TYPEE STUDY/REVIEW SHEET
Dear
students: ponder the sequence of review questions below. Tip: if you follow the sequence below, you
could perhaps get a topic and sequence of ideas/stages of analysis for your
paper.
Concentrate
on what I said in class about the oddity of the beginning and end of the
narrative (the dedication to Mr. Law/authority, Melville’s father-in-law judge;
and the Appendix about an iron-handed ship commander, an “idol,” whom the crew
adores!) and the narrative itself which is about (once Tommo gets over his
paranoia) pleasure. Tommo at one point
even quotes Rousseau about the delights of a “healthy, physical existence”
(find the passage and I’ll give you a book prize!).
Why does
Tommo flee?
--how is
Captain Vangs described?
--is
Tommo’s body, as it were, happy aboard ship?
--is there
law on ship?
What are
some of the virtues of the Typees, according to Tommo?
--property?
--neurosis?
--what is
their morality based on?
--are they
into progress?
What are
some of the negative features?
--do they
understand their own past? Or culture?
--is there
individualism?
--is taboo/tattooing
a choice?
--Kory-Kory
in jail passage
You know
your culture’s laws (they are written down somewhere); how do the Typees know
their laws?
--does
Tommo think the Typees have (rational) laws?
--when does
Tommo get a headache?
If basic
story is: flee tyranny, only to discover a different tyranny, what is the point
of the Appendix?
SUMMARY
OF NON-WRITTEN NATIVE LAW
Typee “common-sense law” = law of the heart: precepts graven on
every breast
complex taboo law =too complex for Tommo so
he dismisses it/mocks it as superstition, etc.
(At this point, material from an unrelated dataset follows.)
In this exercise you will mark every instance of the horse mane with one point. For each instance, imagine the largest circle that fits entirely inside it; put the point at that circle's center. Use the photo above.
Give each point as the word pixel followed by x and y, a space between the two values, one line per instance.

complex taboo law =gothic paranoia, because
cannibal rites part of taboo system
=he always gets a
headache when he thinks about native law
=Tommo almost has an anthropological desire to know the
“other”, but perhaps what he fears is that native/taboo law will turn out to be
wall-to-wall law. We in the “west” can
obey or disobey the law; but Kory-Kory almost instinctively follows the dictums
of his culture. He is, as a student said
in class, “imprisoned by his own culture”—but does not know it!
(P.S. law exists in several forms: internalized authority (guilt);
written law/statute books; police authority; ritualized, non-written law. You feel guilty if you don’t stop at the stop
sign; Florida state law says you must stop at the stop sign; you’ll be issued a
traffic ticket if you don’t stop; you don’t get into the canoe if you are a
woman because you don’t get into a canoe if you are a woman…
ritual/dogma/truths that don’t require explanation or justification.)